How can I discover a mongo database's structure - mongodb

I have a Mongo database that I did not create or architect, is there a good way to introspect the db or print out what the structure is to start to get a handle on what types of data are being stored, how the data types are nested, etc?

Just query the database by running the following commands in the mongo shell:
use mydb //this switches to the database you want to query
show collections //this command will list all collections in the database
db.collectionName.find().pretty() //this will show all documents in the database in a readable format; do the same for each collection in the database
You should then be able to examine the document structure.

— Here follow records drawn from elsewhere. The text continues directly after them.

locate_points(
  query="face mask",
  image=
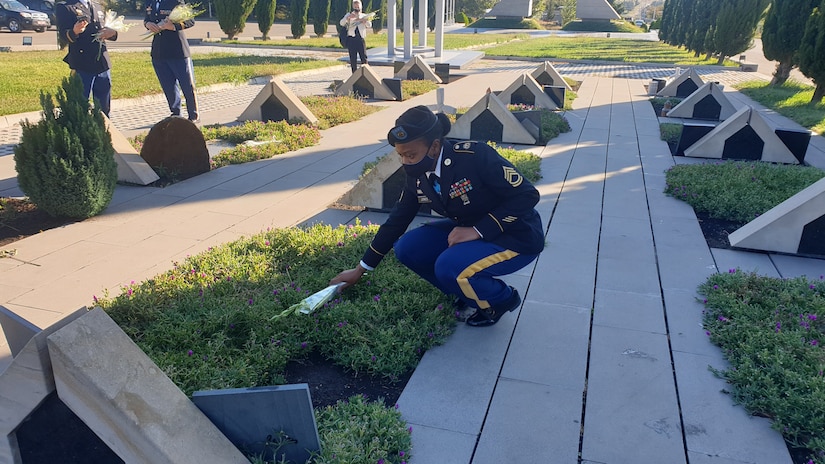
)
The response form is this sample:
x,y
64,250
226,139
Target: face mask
x,y
418,169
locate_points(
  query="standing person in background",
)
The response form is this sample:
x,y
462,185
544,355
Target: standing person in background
x,y
80,26
356,23
170,56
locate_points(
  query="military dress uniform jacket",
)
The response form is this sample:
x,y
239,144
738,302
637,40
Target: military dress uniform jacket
x,y
167,45
85,53
478,188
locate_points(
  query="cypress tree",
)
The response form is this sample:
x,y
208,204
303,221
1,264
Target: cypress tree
x,y
320,16
265,14
782,34
65,163
298,11
232,15
812,50
736,25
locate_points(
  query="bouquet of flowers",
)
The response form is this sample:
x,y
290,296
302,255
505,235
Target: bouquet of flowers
x,y
179,15
311,303
111,21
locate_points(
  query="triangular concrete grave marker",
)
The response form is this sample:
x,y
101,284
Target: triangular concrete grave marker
x,y
26,383
797,225
417,69
365,82
131,168
127,400
707,102
682,85
277,102
526,91
546,74
489,119
744,136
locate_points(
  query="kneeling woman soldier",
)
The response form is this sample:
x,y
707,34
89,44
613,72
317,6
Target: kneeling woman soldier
x,y
492,228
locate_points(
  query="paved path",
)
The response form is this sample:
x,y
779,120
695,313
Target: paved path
x,y
606,361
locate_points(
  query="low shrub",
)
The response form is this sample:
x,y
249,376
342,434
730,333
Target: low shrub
x,y
65,162
736,190
209,322
332,111
771,331
342,429
273,138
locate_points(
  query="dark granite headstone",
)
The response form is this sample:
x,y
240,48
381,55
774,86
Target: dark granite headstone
x,y
544,78
522,96
686,88
363,87
415,73
273,110
660,84
53,433
255,418
691,133
442,70
812,241
556,93
486,126
707,108
796,141
176,145
395,87
745,144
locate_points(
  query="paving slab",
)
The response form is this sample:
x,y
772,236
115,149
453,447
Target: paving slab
x,y
631,410
714,425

There is actually a tool to help you out here called Variety:
http://blog.mongodb.org/post/21923016898/meet-variety-a-schema-analyzer-for-mongodb
You can view the Github repo for it here: https://github.com/variety/variety
I should probably warn you that:
It uses MR to accomplish its tasks
It uses certain other queries that could bring a production set-up to a near halt in terms of performance.
As such I recommend you run this on a development server or a hidden node of a replica or something.
Depending on the size and depth of your documents it may take a very long time to understand the rough structure of your database through this but it will eventually give one.

This will print name and its type
var schematodo = db.collection_name.findOne()
for (var key in schematodo) { print (key, typeof key) ; }

I would recommend limiting the result set rather than issuing an unrestricted find command.
use mydb
db.collectionName.find().limit(10)
var z = db.collectionName.find().limit(10)
Object.keys(z[0])
Object.keys(z[1])
This will help you being to understand your database structure or lack thereof.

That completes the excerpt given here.